Cost concerns outweigh most others
But many travelers don't much care.
In a recent survey published by Eurostar, travelers in the UK were asked to select factors that were important in choosing their holiday or short break destination. "Cost of getting there" was selected seven times more than "Carbon footprint," which ranked well below other factors as well, like "Going somewhere new."
"I do sometimes fly these routes if the airfare is significantly cheaper," admits Kendrew of her business trips around Europe.
She believes the regular prices of high-speed rail should be lower to compete more effectively with airlines. Cost may be king, but "Carbon footprint" rose slightly in the survey from 2008 to 2009, suggesting the concern, however small, wasn't dampened by a recession.
"Green has remained a constant on the consumer agenda," the report concluded.
"The fact that it is undiminished by the economic downturn suggests that, while they are yet to become mainstream, environmental concerns are here to stay."
Mark Smith, who runs the rail-travel web site Seat61.com, says he gets lots of feedback from passengers citing a desire to cut their carbon footprint.
"But they almost always say this in the same breath as saying they are fed up with flying and all the airport hassle," he adds. "One factor seems to pull, the other pushes."
Green tech trains
Train technology, meanwhile, is continually improving, allowing for even greater environmental benefits over time.
From 1990 to 2005 European railways cut their CO2 emissions by 21 percent in absolute terms, according to the UIC. In May 2008, they agreed to a target of an average sector-wide cut of 30 percent in specific emissions over the 1990 to 2020 period.

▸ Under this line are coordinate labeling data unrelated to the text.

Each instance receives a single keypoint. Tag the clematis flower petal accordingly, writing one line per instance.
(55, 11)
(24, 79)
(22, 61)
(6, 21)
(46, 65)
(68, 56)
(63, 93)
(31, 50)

Among other improvements, modern trains weigh less, have better aerodynamics, and use regenerative systems that recover energy for power generation when braking.
More important, about 80 percent of the European rail fleet already runs on electric power, as opposed to diesel, according to the UIC. This means they're ready to switch to clean electricity when it becomes available on the grid, with no separate equipment required (as opposed to cars).
In Sweden, it's already happened. SJ, the government-owned rail operator, buys only renewable electricity from hydroelectric and wind-powered sources for its trains.
"There's a great example set by Sweden," says Francis of Greenpeace. "This is the future: to power the means of transport from renewable sources."
Even in the U.S., rail is making "progress" -- even if it's more in attitudes than action at this point. Steve Winkelman, director of transportation at the Center for Clean Air Policy in Washington, D.C., says he used to get a chilly reception from government types when discussing the benefits of rail.
That's changing, he says, thanks to a variety of factors coming together, including high fuel costs, an administration serious about high-speed rail, and of course heightened environmental concerns.
"As the planet warms," he told CNN, "we're starting to thaw out here."